About Us

NYC Smoke-Free, a program of Public Health Solutions, works to protect the health of New Yorkers through tobacco control policy, advocacy, and education. We partner with community members, legislators, and health advocates to support local efforts to end the devastating tobacco epidemic throughout NYC, where close to 1 million residents smoke. Most smokers start and become hooked before age 18 – it is unacceptable for NYC youth to be lured into a life of tobacco addiction. Every NYC resident has the right to breathe clean, smoke-free air where they live, work, and play, and people who smoke deserve the support and resources to quit.

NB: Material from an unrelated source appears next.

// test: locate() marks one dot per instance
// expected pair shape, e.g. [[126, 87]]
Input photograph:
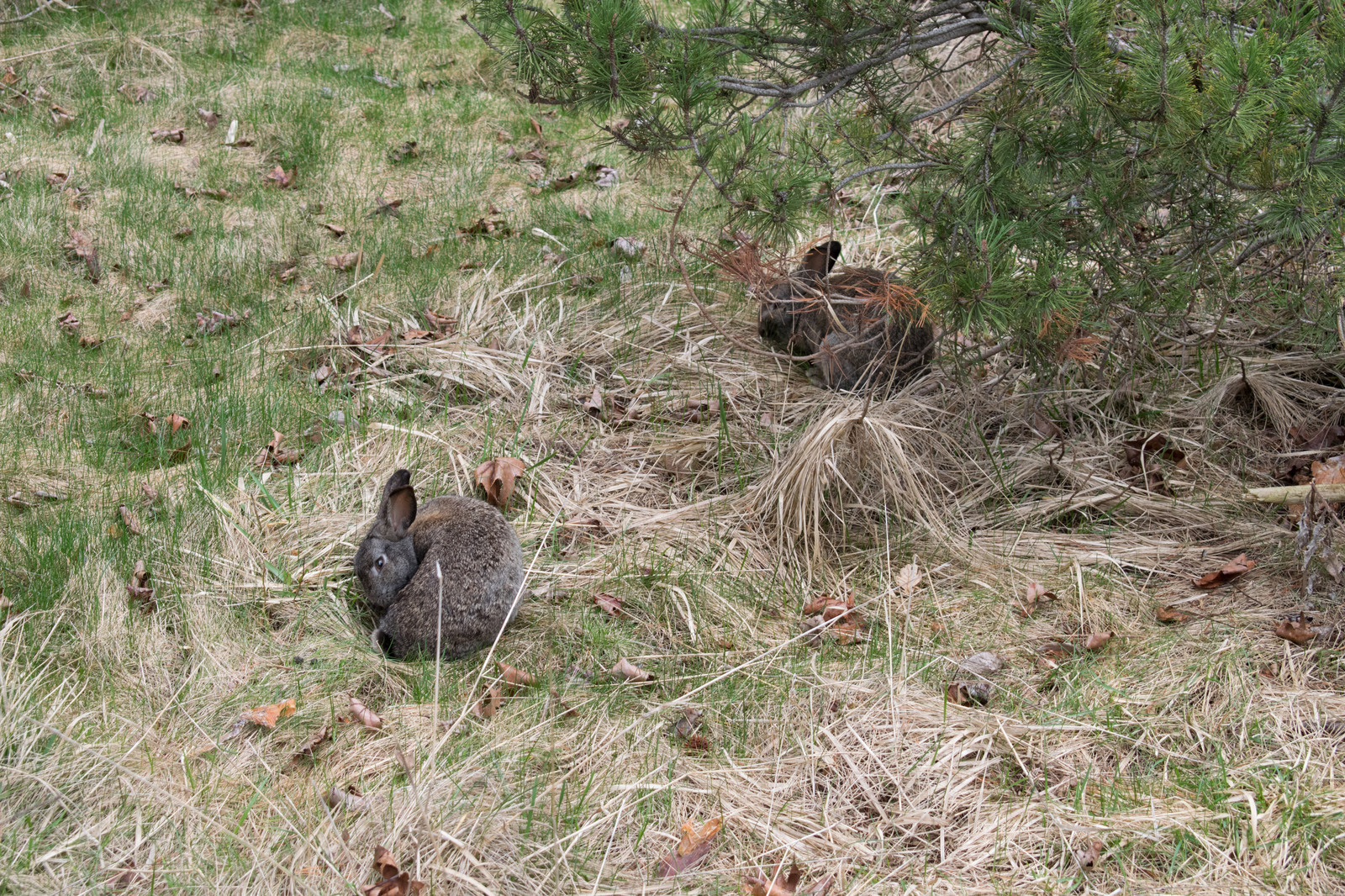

Tobacco use remains the #1 cause of preventable death in the United States, killing over 480,000 annually.¹ In New York City, 12,000 residents die from a smoking-related illness every year.² Our advocacy efforts serve to foster environments that support the prevention and reduction of tobacco use through the development and reinforcement of tobacco-free norms in communities throughout New York City. While employing a two-pronged approach via youth action and community engagement, we utilize a community-based strategy which includes community education, community mobilization, government policy-maker education, and advocacy with organizational decision-makers.

¹ U.S. Department of Health and Human Services. The Health Consequences of Smoking—50 Years of Progress. A Report of the Surgeon General. Atlanta: U.S. Department of Health and Human Services, Centers for Disease Control and Prevention, National Center for Chronic Disease Prevention and Health Promotion, Office on Smoking and Health, 2014 [accessed 2015 Aug 17].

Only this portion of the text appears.